Since most of my trips here are in the blazing heat of the summer where 120 degrees is not uncommon, the journey and golf here in 70 degree weather was especially enjoyable.

Perhaps my lapse was due to the ballyhoo over Christmas. Even with the economic downturn, decorations here in the Southwest corner seem no less prolific, ads appear to be even more beseeching for gifts than usual, and Christmas carols are a constant background at our home.

And on Saturday, the big event was “December Nights,” at Balboa Park. It was called “Christmas on the Prado” for years before some over zealous political correct politicians changed the name. Sarah’s high school show choir performed at the open air organ pavilion, and the family went to relive old times.

So Pearl Harbor was forgotten for most of the day. But as I lowered the ensign (U.S. flag) on my hill before heading out to the Park and festivities, the significance of the day came rushing back to me.
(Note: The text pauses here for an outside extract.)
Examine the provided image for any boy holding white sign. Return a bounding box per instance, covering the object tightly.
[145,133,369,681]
I have written of my ensign before. I am proud of it. Raising and lowering it has become a responsibility. The hill on the back of our property is one of the higher ones in South San Diego. My ensign can be seen for several miles and has become something of a local landmark.

Almost two years ago, my responsibility surrounding the daily regimen of raising and lowering the ensign took on extra weight.
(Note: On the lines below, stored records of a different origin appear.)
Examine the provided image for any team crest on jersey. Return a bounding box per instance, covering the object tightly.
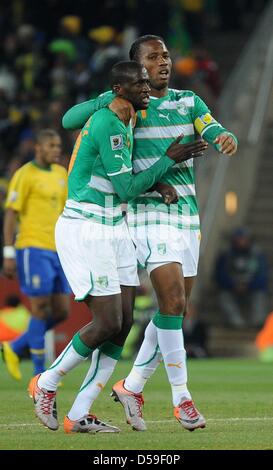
[31,274,41,289]
[110,134,124,150]
[9,191,18,202]
[176,101,188,116]
[157,243,167,255]
[96,276,108,287]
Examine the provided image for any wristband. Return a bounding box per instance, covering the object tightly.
[3,245,16,259]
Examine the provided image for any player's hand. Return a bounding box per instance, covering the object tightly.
[109,96,135,126]
[166,134,208,163]
[154,183,178,205]
[213,132,237,157]
[3,258,16,279]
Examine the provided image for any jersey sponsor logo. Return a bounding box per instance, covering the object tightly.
[158,113,170,121]
[194,113,215,134]
[167,362,182,369]
[115,153,123,161]
[176,101,188,116]
[96,276,108,287]
[157,243,167,255]
[110,134,124,150]
[9,191,18,202]
[31,274,41,289]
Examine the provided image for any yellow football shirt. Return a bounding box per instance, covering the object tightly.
[6,162,67,251]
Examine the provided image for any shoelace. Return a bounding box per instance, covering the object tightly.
[179,400,199,419]
[134,395,144,418]
[41,392,56,415]
[86,415,104,424]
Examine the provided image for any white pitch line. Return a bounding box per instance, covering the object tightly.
[0,416,273,428]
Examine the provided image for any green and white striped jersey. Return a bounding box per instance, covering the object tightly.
[63,108,174,225]
[63,89,236,230]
While my wife and I were out on errands, a older gentleman knocked on our door and Sarah answered. He inquired about the ensign and Sarah told him it was mine. He told her he lived down the hill and a group of his friends were thrilled with the flag and that it reminded them of Mount Suribachi. He gave her his business card.

When Sarah gave me the card, I recognized the name. Jesse Thompson has turned his home into an unofficial museum of the Great War. He and a group of remaining friends gather at his home each Wednesday to reminisce. They are all veterans of that war and most were on ships in Pearl Harbor 67 years ago.

The club’s weekly meeting and Jesse’s home has been the subject of several newspaper stories and television reports over the years. It is a much less formal gathering than the “Pearl Harbor Survivors Association,” but as many as 24 veterans of the war still show up on Wednesdays.

For those who are not aware, Mount Suribachi is the peak on Iwo Jima where the Marines raised the flag after taking the hill in fierce fighting. The event was captured by on camera by Joe Rosenthal. The photograph has become a symbol of the war in the Pacific and was the model for the famous sculpture for the USMC Marine War Memorial adjacent to Arlington National Cemetery.